Même pour un acteur aussi capé, capable de jongler entre un rôle de méchant à James Bond dans Casino Royale et des films d’auteurs européens, jouer les différents stades de l’ébriété est une gageure.

Reproduire « l’ivresse légère », les yeux qui brillent, celle « qu’on essaie de cacher et que tout le monde connaît », jusqu’à des états « bien plus avancés que ça », c’est même « assez difficile », reconnaît-il.

Au final, « nous avons fait beaucoup de répétitions parce que nous devions trouver les équilibres justes pour chaque quantité » d’alcool ingéré. Chacun réagit différemment en buvant et « c’est amusant de jouer avec cela », poursuit-il.

L’équipe s’est aussi inspirée de vidéos de personnes ivres sur l’internet, notant des détails comme le fait qu’une personne éméchée qui tombe n’essaye pas de se protéger et chute comme une pierre.

Finalement, il en va comme de tous les autres rôles : « quand ça ne marche pas, c’est que vous forcez trop… Quand vous forcez trop, ça se voit. Et l’une des choses que les gens ivres ne font pas, c’est de forcer ».
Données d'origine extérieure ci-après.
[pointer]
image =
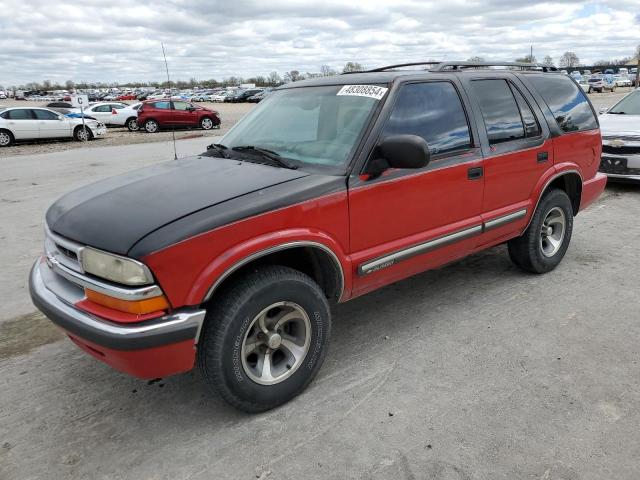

Complice de Vinterberg avec lequel il avait joué dans La chasse (2012) qui lui avait valu un prix d’interprétation à Cannes, Mads Mikkelsen n’a pas hésité à rejoindre ce projet, vu comme « un prétexte pour raconter une histoire sur le fait de profiter de la vie. Et comment on oublie de la vivre, avec ou sans alcool ».

Fromage et dessert

De toute évidence, Mikkelsen, lui, n’a pas oublié de vivre et compte même poursuivre, à 54 ans, sa carrière des deux côtés de l’Atlantique. Des blockbusters au cinéma plus confidentiel, il dit rechercher à chaque fois la même « honnêteté » de jeu.

En attendant, l’industrie du cinéma américain est gelée. Lui-même est « en attente ». « Personnellement, je peux encore payer mon loyer pour quelques mois », ironise-t-il, « mais je suis très préoccupé pour mes collègues qui ne sont pas dans la même situation ».

Mais il est confiant quant à l’avenir du 7e art. « On peut voir un match à la télé, et pourtant les stades restent bondés. Les gens veulent être là et avoir cette expérience ensemble. Je croise les doigts pour qu’il en soit de même avec les cinémas ».

Entre les salles et les plateformes en ligne qui gagnent du terrain, « c’est fromage et dessert, les gars. Ne nous battons pas, inspirons-nous les uns les autres ».